Schema
Table: audit_selinux
Represents SELinux information.
| Name | Datatype | Description |
|---|---|---|
| type | UTF8 | A string representing the SELinux event type name, such as MAC_POLICY_LOAD. |
| time | UINT_64 | The UNIX nanoseconds timestamp of the SELinux event. |
| message | UTF8 | The SELinux event's msg field. |
Table: audit_user_msg
When a user starts a terminal, netlink events trigger an audit_user_msg event. You can use audit_user_msg events to track SSH login attempts, sudo elevations, and users swapping to different system users. You can also track events inside containers.
| Name | Datatype | Description/Attributes |
|---|---|---|
| uid | int32 | The UID of the process triggering the event. |
| pid | int32 | The PID of the process triggering the event. |
| sophos_pid | string | A unique ID created using the PID of the process and a unique identifier. |
| type | int32 | The nlmsg_type value of the netlink event. |
| time | int32 | The Unix timestamp of the event. |
| message | string | The first For example, the message from the following
|
| path | string | The path of the process triggering the event. |
| address | string | The IPv4 or IPv6 address if the event is triggered over the network. You typically see this in SSH or container events. |
| terminal | string | The terminal ID of the created terminal. |
Example
{
"uid": 0,
"pid": 767417,
"sophos_pid": "767417:17273496908417400",
"type": 1105,
"time": 172734969,
"message": "op=PAM:session_open",
"path": "/usr/bin/sudo",
"address": "?",
"terminal": "/dev/pts/10"
}
Table: alerts
Represents alert information.
| Name | Datatype | Description/Attributes |
|---|---|---|
| unix_nano_timestamp | int64 | UnixNanoTimestamp is the Unix timestamp of when the Alert was generated. |
| alert_id | utf8 | AlertID is the UUID for the alert. |
| sensor_id | utf8 | SensorID is the unique identifier for Sophos Linux Sensor (SLS). |
| priority | utf8 | Priority is the Alert's priority. |
| process_uuid | utf8 | ProcessUUID is a unique ID that represents the unique process. |
| incident_id | utf8 | IncidentID is the ID of the overall incident.
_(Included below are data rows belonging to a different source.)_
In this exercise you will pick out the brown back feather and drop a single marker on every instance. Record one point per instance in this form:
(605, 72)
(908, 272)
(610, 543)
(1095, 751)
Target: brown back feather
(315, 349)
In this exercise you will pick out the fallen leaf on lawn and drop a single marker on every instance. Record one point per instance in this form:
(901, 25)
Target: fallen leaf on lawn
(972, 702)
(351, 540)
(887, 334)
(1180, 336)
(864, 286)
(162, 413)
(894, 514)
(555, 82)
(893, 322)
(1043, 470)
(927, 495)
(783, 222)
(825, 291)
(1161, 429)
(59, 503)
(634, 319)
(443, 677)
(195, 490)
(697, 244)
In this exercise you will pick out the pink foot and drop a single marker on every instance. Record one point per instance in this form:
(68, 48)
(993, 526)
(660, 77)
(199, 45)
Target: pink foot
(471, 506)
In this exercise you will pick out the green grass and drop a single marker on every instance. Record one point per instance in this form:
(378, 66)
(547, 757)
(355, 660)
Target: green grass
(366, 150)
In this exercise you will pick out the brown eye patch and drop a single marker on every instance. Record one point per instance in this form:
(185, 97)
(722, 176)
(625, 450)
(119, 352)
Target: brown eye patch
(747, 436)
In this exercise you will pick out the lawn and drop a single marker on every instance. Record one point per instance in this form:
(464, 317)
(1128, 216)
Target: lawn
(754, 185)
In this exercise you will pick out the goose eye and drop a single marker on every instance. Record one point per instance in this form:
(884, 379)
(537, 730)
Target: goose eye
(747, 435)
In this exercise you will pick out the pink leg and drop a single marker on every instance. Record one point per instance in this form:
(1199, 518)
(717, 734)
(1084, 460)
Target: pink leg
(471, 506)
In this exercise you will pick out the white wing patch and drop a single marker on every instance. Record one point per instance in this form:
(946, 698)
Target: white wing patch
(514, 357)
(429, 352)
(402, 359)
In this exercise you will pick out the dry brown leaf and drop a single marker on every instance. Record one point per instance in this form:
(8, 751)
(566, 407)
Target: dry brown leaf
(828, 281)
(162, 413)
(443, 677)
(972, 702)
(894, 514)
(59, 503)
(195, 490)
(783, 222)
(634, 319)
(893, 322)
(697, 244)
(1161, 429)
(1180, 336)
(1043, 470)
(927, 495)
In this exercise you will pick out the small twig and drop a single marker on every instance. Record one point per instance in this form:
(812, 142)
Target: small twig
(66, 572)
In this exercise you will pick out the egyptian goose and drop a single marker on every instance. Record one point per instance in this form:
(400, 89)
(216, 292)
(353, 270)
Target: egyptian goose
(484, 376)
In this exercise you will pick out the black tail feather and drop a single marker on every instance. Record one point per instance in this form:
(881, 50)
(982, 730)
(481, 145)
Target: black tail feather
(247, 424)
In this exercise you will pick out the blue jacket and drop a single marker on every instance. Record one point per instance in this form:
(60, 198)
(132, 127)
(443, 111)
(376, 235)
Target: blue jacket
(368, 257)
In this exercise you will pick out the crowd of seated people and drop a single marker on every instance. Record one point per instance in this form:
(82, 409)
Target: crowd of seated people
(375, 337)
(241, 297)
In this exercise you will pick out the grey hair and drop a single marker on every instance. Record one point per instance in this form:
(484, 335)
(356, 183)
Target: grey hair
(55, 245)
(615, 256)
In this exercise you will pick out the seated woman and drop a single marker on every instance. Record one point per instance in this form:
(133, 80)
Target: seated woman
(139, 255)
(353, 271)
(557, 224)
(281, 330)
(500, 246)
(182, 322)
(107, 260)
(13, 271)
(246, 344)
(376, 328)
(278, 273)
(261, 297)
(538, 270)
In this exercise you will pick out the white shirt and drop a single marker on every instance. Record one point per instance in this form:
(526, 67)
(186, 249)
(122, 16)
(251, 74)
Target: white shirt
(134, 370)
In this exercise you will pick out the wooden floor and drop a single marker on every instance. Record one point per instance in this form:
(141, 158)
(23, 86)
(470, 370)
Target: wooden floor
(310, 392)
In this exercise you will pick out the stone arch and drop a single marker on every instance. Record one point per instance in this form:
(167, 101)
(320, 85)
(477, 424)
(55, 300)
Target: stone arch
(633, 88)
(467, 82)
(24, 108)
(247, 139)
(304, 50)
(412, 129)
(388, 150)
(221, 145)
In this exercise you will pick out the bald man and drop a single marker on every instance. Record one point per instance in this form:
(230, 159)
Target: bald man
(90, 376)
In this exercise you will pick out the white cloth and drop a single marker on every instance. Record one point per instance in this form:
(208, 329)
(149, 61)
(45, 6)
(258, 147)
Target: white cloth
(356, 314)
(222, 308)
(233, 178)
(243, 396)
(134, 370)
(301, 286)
This will be present if the event is part of an incident. |
| policy_type | utf8 | PolicyType is the policy's type. |
| strategy_name | utf8 | StrategyName is the name of the strategy which triggered the alert. |
| audit_group_id | utf8 | AuditGroupID is the ID of the overall audit group event. This will be present if the event is part of an audit group event. |
| messages | list utf8 |
Table: sensor_metadata
Represents a single key/value pair of metadata for specific sensor.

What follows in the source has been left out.